The pernicious idea of white privilege
An elite school in New York City has a diversity program that teaches white children, as young as six, about their inherent racism rooted in inordinate “privilege.” They are told this stems from their European heritage and is a corruption of their moral worth. The Diversity Program seeks to rectify the distortions imposed by “whiteness” about what is “good,” “normal,” and “American.”
Privilege is an interesting word, given how it has been used in the past. The forerunner of the German Workers Party, the Thule Society, used it to delegitimize the success and influence of Jews post-World War 1 Germany. It argued that Jewish privilege blocked the poorer German working class.

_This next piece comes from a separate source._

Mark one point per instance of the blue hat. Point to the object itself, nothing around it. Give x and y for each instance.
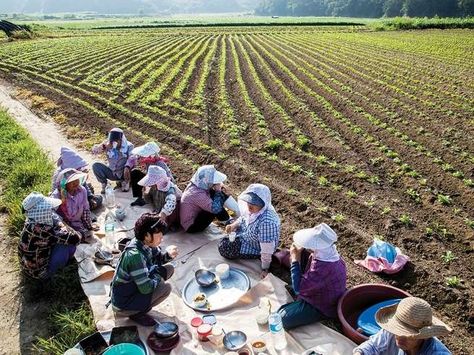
(252, 198)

Being Jewish, or now being white, was and is being offered as a mark of advantage and immunity. If that word is allowed to take hold again, the American conversation about racism and equal opportunity will forever change.
In the 20th-century United States, laws that were attentive to race amended the goal of equality of opportunity. Affirmative action, even acknowledging the debate it fosters, bestows advantage for being a minority – i.e., to be selected by using race not as a neutral factor, but as a positive weight on the balance. It affirms one race but does not openly undermine another.
It has been reported that children at the Banks School come home distraught at having been told they were “bad people.” This works both ways, for black children will also come to believe that whites are “born bad” and pave the way for negative opinions and acts that will feel justified.
Long before the concentration camps, "privilege" allowed Jewish academics to be fired, Jewish apartments to be confiscated, and Jewish shops to be boycotted, and all replaced by non-Jews. With one social shift in belief, the unjust becomes just, and social conscience goes to sleep.